Tuesday 21 September 2010

Miyajima

The best part of a tedious hour on the streetcar, ten minutes on a creaky old ferry, and the energetic throng of downtown Hiroshima is swapped for the languid streets of Miyajima.

Islands always feel so much further from the mainland than they actually are. An hour on the tram just gets you to a different part of town; those ten minutes bobbing across the water carry you to another world. Feral deer greet you from the ferry terminal just to prove the point.




The main attraction of Miyajima is the Itsukushima Shrine, a sprawling temple that floats on the water's edge. You can climb up the steps to a five storey pagoda, or tread the boardwalks as they hug the contours of the cove.

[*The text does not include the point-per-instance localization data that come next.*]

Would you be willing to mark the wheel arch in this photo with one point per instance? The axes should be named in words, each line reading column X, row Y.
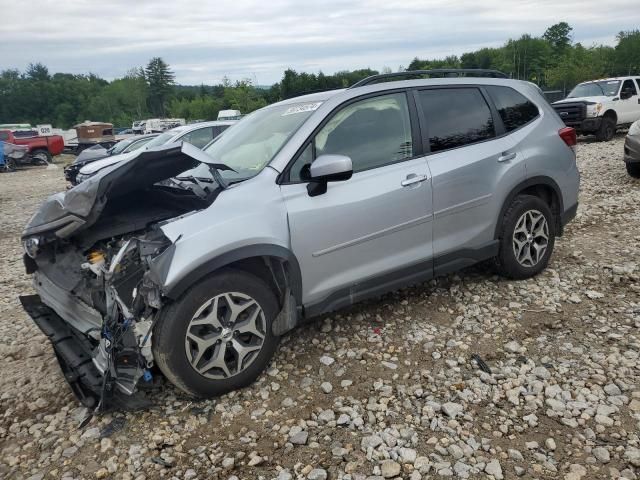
column 260, row 260
column 610, row 113
column 543, row 187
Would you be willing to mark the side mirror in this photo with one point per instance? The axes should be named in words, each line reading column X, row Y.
column 328, row 168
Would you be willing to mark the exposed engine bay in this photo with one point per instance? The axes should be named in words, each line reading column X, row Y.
column 98, row 294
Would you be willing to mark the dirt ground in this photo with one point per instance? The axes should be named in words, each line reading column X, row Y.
column 386, row 389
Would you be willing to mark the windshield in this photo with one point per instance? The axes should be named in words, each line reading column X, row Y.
column 161, row 139
column 607, row 88
column 251, row 144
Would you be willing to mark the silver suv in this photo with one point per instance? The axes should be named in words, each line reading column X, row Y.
column 197, row 262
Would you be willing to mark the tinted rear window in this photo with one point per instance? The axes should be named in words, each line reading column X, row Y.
column 456, row 117
column 514, row 109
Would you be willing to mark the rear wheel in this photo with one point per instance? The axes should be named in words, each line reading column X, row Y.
column 607, row 130
column 633, row 169
column 527, row 237
column 218, row 336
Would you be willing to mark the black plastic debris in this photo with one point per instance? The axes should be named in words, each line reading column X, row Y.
column 482, row 365
column 114, row 426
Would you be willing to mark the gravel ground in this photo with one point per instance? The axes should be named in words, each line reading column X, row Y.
column 386, row 389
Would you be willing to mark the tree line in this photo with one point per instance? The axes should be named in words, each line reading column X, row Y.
column 35, row 96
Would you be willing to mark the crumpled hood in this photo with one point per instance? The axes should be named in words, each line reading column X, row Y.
column 66, row 213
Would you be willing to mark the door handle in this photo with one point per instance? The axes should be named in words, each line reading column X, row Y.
column 506, row 156
column 413, row 178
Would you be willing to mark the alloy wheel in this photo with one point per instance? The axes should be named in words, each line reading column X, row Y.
column 530, row 238
column 225, row 335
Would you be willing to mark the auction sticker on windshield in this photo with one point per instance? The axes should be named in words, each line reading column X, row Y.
column 303, row 107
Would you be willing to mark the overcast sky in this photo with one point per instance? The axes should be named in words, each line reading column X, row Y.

The shrine's big drawcard is its torii, or gate, that sits out at sea. It is one of the classic Three Views of Japan as first identified by Hayashi Razan in the seventeenth century. Accordingly, every man and his camera is here to capture the sight.

I arrogantly eschew everyone else's vantage point and go for a walk round the cove to scope the best angle. The sun is on its way down, and when it's not shining on the torii you don't get the benefit of its amazing colours. Everyone else is looking at the shady side.




I try and lure a deer into the foreground of a shot from the sand, but without any food to bribe him, it's difficult. He just looks at me contemptuously and seemingly threatens me with a snarly glare for taking his picture.




I'm looking across at the assembled masses with their tripods wondering why the hell they're bothering when it dawns on me (or should that be dusks?) that the sun is now setting behind me and they are snapping marvellous shots of it with the torii in the foreground. By the time I make it round there it's too late, but it was a crap sunset anyway and I'm pretty sure it wouldn't have been worth it. Everyone settles down to wait for the lights to come on. Sitting patiently for the last throes of daylight to extinguish themselves doesn't appeal too much, so I fortify myself with a good feed and return an hour later when it is pitch black, the lights are on, and everyone else has gone home.